Du nord au sud en quelques pas

De haut en bas et d’un versant à l’autre, les combes ou ravins du Pilat rhodanien résument un voyage en pleine nature qui a de quoi surprendre ! À l’ubac, versant ombragé, les chênes, hêtres, érables, frênes et châtaigniers bruissent du chant des oiseaux. Dans les profondeurs, des ruisseaux d’eau claire, affluents du Rhône s’écoulent en cascades et profitent aux écrevisses et truites fario ainsi qu’à des mammifères habitués des pays chauds : la genette, ou la pachyure étrusque, plus petit mammifère au monde !

Si vous cherchez la chaleur, c’est à l’adret : versant à l’air méridional, grillé par le soleil où le micocoulier, le buis, la lande de genet et de ciste à feuilles de sauge, la joubarbe poussent de rage sur les roches sèches, et parfois même la vigne plantée par l’homme sur ces dénivelés impressionnants.
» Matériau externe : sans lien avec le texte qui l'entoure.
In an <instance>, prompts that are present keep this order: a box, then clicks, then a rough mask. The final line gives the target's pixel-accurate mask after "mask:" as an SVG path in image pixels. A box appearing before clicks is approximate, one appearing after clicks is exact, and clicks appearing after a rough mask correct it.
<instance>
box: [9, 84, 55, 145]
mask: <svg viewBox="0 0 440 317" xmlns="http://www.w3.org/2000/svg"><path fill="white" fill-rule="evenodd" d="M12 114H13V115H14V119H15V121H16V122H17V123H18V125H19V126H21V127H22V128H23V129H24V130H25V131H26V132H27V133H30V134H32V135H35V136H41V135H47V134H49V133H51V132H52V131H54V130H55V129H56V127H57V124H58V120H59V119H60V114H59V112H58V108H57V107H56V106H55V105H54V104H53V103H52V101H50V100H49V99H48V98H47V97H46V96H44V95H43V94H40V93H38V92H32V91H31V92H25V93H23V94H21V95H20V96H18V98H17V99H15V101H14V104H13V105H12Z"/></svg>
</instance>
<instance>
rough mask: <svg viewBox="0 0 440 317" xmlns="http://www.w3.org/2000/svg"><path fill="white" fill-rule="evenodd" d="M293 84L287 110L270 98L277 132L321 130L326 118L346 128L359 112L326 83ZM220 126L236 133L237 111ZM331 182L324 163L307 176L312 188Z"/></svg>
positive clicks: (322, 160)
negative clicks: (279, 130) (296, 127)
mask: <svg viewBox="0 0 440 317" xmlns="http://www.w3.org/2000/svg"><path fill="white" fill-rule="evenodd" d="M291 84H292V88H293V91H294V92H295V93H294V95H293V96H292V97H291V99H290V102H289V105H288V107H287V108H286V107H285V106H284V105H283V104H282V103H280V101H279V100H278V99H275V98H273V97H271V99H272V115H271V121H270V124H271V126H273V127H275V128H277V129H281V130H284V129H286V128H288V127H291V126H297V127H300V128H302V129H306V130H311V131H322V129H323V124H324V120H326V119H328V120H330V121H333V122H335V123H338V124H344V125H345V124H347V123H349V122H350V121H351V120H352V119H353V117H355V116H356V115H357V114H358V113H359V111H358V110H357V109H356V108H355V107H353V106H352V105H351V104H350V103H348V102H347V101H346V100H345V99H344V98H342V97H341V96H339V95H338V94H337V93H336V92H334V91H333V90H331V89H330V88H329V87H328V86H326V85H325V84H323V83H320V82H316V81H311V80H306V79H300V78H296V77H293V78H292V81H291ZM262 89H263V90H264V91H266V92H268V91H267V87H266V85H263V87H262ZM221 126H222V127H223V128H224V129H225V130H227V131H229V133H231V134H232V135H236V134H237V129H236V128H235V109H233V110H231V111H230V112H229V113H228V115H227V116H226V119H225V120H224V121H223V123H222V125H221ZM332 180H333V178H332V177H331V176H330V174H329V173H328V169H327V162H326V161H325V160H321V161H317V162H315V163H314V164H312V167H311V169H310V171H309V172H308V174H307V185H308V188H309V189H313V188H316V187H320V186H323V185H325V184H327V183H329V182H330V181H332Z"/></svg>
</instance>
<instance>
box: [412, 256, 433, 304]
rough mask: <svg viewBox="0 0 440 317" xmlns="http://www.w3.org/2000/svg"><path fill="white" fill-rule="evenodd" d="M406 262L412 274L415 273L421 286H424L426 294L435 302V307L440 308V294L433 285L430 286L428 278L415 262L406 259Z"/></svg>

Depuis les hauts de la Combe de la Valencize qui descend de 1 250 mètres de l’amont vers Pelussin à l’aval à Chavanay ou depuis le point de vue de la Combe de Montelier, on ne peut s’empêcher de rêver aux trésors naturels et aux espèces remarquables cachés dans les entrailles de ses lieux difficiles d’accès : cascades, arbres centenaires, hibous Grand-Ducs, milans noirs ou engoulevents d'Europe : une biodiversité rare sur des territoires aussi restreints ! Fragilisés par les périodes de sécheresses, les vallons et combes du Pilat rhodanien sont désormais classés « Site Natura 2000 » avec l’espoir de préserver leur équilibre et leur biodiversité remarquable.

D’autres ravins, plus accessibles depuis Echalas, Longes, Loire-sur-Rhône ou Condrieu offrent cependant la possibilité de s’immerger en pleine nature, de profiter de ces petits paradis pour les botanistes en herbe, qui y découvriront dès le printemps escargots géants, insectes, papillons et lézards au détour de belles randonnées !

Les gorges de Malleval

Ce nom de « mauvaise vallée » donné à la petite cité médiévale accrochée sur son piton rocheux, pointe le caractère rude des ravins rhodaniens. C’est pourtant cette position stratégique, à l’aplomb des gorges de l’Éparvier et du Batalon, qui permit à cette place forte de contrôler la route qui reliait Lyon au Puy-en-Velay dès le Xème siècle, résister aux assauts des anglais et prospérer jusqu’au XIVème siècle.

Aujourd’hui labellisé « Villages et cités de caractère », ce joyau du patrimoine culturel entouré de nature et de vignobles témoigne encore fièrement de sa résistance : une belle balade à faire avant de s’enfoncer vers les profondeurs d’un ravin à la découverte de la cascade du Saut de Lorette.

Au bonheur des randonneurs et vététistes

Au départ de Condrieu, le sentier d’interprétation de l’Arbuel, annonce une boucle de randonnée balisée et équipée de panneaux d’informations pour une découverte in-situ de la faune et de la flore particulière à ces milieux.

Petits chemins terreux et caillouteux, dénivelés conséquents, autant de conditions faites pour plaire aux amateurs de VTT et tout terrain. La boucle N°8, balisée par les équipes du Parc naturel régional du Pilat, remonte l’un de ces sillons depuis les bords du Rhône à Saint-Pierre-de-Bœuf.